I first realized something was strange on February 20th when I saw a report on ABC News – the only TV coverage to date in which Fouchier allowed cameras inside his lab. In the report Fouchier said 100% of his animals got infected, and 100% died. I was startled – if true, this was a significantly more dangerous microbe not only than what he had described in Malta, but more terrifying than any virus every found on Earth. I reached out immediately to ABC News and begged them to get back to Fouchier for clarification. They did, and ABC Producer Bruno Roeber spoke with Fouchier. On February 23 Roeber sent back word that Fouchier agreedthat he had spoken of 100% ferret death, “But he now says that while the ferrets died it was not when they caught the virus via aerosol ‘Only upon ‘high dose intratracheal challenge, we see death.’ This is a distinction her never made in conversation with [correspondent] Jeffrey or me. In fact, we never heard about intratracheal challenge in any conversation with him.”

Measuring the shedding of virus from infected animals – a common way to determine an animal’s likelihood or spreading disease – Fouchier conceded that the original wild Indonesian H5N1 caused more ferret shedding than his mutated strain did. I live tweeted this key set of points as follow (hash marks and such removed) from the ASM meeting:

  • Compared 2 Indonesian viruses, one wild H5N1, one changed thru reverse genetics, 3 mutations made. Ferrets in cages.
  • Wild H5N1 not spread ferret- to -ferret between cages. Mutant form -- spread to 3 of 4 ferrets via sneezing. Repassage it:
  • On repassage get 100% spread betwn ferrets via sneezing. "Now know which mutations necess. 4 transm. between ferrets"
  • Amt virus shed by infected ferrets MUCH lower with H5N1 compared to 2009 H1N1 flu. Airborne spread NOT kill ferrets
  • Ferrets only die from mutant H5N1 if virus admin'ed into trachea in high dose. Aerosol exposure causes mild flu
  • Insists mutant H5N1 not dangerous "very few humans would develop severe disease" Should work continue? "Yes"
  • Fouchier: blames the media for "misperceptions" and "distortions". Need to publish in full to clear up what really happened

The CDC flu team used the methods is seems Fouchier deployed but reached opposite conclusions regarding pandemic potential – or the opposite of what Fouchier originally said about pandemic potential.
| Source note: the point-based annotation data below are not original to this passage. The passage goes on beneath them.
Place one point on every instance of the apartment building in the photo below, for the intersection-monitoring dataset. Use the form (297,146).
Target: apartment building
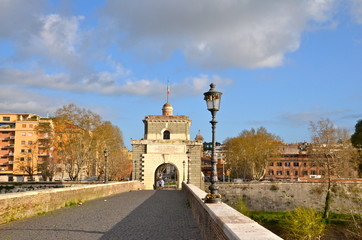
(295,164)
(22,150)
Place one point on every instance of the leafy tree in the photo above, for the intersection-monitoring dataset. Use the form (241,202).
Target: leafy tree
(356,137)
(247,155)
(303,224)
(356,140)
(331,148)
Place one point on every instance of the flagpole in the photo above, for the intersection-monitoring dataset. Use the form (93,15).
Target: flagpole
(168,89)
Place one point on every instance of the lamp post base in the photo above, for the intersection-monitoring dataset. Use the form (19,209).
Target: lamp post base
(213,200)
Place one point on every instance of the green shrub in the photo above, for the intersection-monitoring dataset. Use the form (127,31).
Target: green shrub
(303,224)
(241,206)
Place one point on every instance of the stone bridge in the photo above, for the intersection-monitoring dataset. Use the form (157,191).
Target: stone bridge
(122,211)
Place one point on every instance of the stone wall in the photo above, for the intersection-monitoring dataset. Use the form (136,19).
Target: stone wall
(21,205)
(219,221)
(346,197)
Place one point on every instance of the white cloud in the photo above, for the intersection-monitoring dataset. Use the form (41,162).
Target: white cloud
(15,100)
(214,34)
(356,10)
(315,114)
(106,83)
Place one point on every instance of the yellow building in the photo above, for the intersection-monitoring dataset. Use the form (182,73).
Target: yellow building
(21,154)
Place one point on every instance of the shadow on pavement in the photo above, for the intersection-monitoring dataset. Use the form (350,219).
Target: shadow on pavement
(164,215)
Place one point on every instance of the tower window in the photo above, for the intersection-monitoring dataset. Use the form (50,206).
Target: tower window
(166,134)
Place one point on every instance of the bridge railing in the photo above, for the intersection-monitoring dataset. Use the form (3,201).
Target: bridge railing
(25,204)
(220,221)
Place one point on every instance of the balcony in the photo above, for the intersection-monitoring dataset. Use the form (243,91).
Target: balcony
(43,154)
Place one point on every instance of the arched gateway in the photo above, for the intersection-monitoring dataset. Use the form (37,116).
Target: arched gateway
(169,173)
(167,142)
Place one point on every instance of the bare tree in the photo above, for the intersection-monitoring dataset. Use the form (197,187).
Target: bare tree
(75,138)
(47,164)
(247,155)
(332,149)
(29,160)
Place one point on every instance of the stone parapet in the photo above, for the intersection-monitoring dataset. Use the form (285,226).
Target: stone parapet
(15,206)
(219,221)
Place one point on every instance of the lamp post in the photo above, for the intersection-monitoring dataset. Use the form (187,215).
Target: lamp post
(183,162)
(105,165)
(223,170)
(212,98)
(188,165)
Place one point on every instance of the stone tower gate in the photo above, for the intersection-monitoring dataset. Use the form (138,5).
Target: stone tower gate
(167,140)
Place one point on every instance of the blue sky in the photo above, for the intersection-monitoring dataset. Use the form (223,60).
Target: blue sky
(280,64)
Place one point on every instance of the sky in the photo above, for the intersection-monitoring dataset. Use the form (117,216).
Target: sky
(279,63)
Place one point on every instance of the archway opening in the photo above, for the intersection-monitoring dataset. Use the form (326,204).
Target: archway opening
(168,173)
(166,135)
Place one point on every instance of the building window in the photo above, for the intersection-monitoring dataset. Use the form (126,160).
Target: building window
(166,134)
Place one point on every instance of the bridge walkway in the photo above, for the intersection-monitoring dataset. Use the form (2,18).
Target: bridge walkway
(146,214)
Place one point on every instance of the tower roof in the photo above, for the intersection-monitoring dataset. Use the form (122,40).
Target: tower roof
(167,109)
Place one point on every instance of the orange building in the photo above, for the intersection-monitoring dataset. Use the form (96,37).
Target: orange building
(295,164)
(21,154)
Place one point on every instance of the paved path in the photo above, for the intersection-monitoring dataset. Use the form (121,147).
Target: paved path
(134,215)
Congressman Sensenbrenner, we have many times warned that the stakes in this debate go far beyond whether or not Drs. Fouchier and Kawaoka should publish full details regarding their experiments. At this point we have no choice but to support full disclosure, simply to find out the truth, as the spin and experimental sagas keep changing.

But political pressure should now be applied to ensure that this debate gets out of the clutches of the flu cabal, and that decisions reached by government authorities – in the US, Scandinavia, Netherlands, EU and the rest of the world – not simply deal with the H5N1 virus. As we have noted in past articles and blogs since November, biology is in the midst of a spectacular revolution. Fantastic things are happening with synthetic and DIY biology – most of it absolutely thrilling and worthy of strong support. But it also poses possibilities that go well beyond the comparatively crude scientific methods apparently deployed by Fouchier and Kawaoka – creating risks that policies forged in this flu atmosphere must manage to address.

So, Congressman Sensenbrenner, take a deep breath. And keep asking questions. This entire mess has only just entered Phase Two: bargaining. Phase Three will bring hard ball negotiations and, we hope, solutions.